Sec.  1000.534  What constitutes substantial noncompliance?

* * * * *
    (a) The noncompliance has a material effect on the recipient 
meeting its planned activities as described in its Indian Housing Plan;
* * * * *
    62. In Sec.  1000.536, revise the heading to read as follows:


Sec.  1000.536  What happens to NAHASDA grant funds adjusted, reduced, 
withdrawn, or terminated under Sec.  1000.532?

* * * * *


Sec.  1000.538  [Removed]

    63. Remove Sec.  1000.538.
    64. Revise Sec.  1000.544 to read as follows:


Sec.  1000.544  What audits are required?

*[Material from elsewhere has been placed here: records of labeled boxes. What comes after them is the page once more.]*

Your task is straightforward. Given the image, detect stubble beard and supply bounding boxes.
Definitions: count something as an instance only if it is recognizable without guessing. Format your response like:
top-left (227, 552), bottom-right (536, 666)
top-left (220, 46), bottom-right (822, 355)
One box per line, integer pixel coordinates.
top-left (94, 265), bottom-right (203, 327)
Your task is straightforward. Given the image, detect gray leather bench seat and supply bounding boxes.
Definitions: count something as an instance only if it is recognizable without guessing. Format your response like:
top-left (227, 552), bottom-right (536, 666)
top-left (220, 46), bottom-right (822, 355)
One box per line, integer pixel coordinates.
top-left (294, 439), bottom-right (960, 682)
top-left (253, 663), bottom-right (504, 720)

    Pursuant to NAHASDA Section 405(a), the recipient must comply with 
the requirements of the Single Audit Act (chapter 75 of title 31, 
United States Code), including OMB Circular A-133, which require annual 
audits of recipients that expend Federal funds equal to or in excess of 
an amount specified by the Office of Management and Budget (OMB), as 
set out in OMB Circular A-133, subpart B, section 200. If applicable, a 
certification that the recipient has not expended Federal funds in 
excess of the audit threshold that is set by OMB shall be included in 
the recipient's Annual Performance Report.
    65. Revise Sec.  1000.548, as follows:


Sec.  1000.548  Must a copy of the recipient's audit pursuant to the 
Single Audit Act relating to NAHASDA activities be submitted to HUD?

    Yes. A copy of the latest recipient audit under the Single Audit 
Act relating to NAHASDA activities must be submitted to the appropriate 
HUD ONAP area office at the same time it is submitted to the Federal 
Audit Clearinghouse pursuant to OMB Circular A-133.
    66. Revise Sec.  1000.552 paragraph (b), to read as follows:


Sec.  1000.552  How long must the recipient maintain program records?

* * * * *
    (b) Except as otherwise provided herein, records must be retained 
for 3 years from the end of the Tribal program year during which the 
funds were expended.
* * * * *

    Dated: October 4, 2011.
Sandra B. Henriquez,
Assistant Secretary for Public and Indian Housing.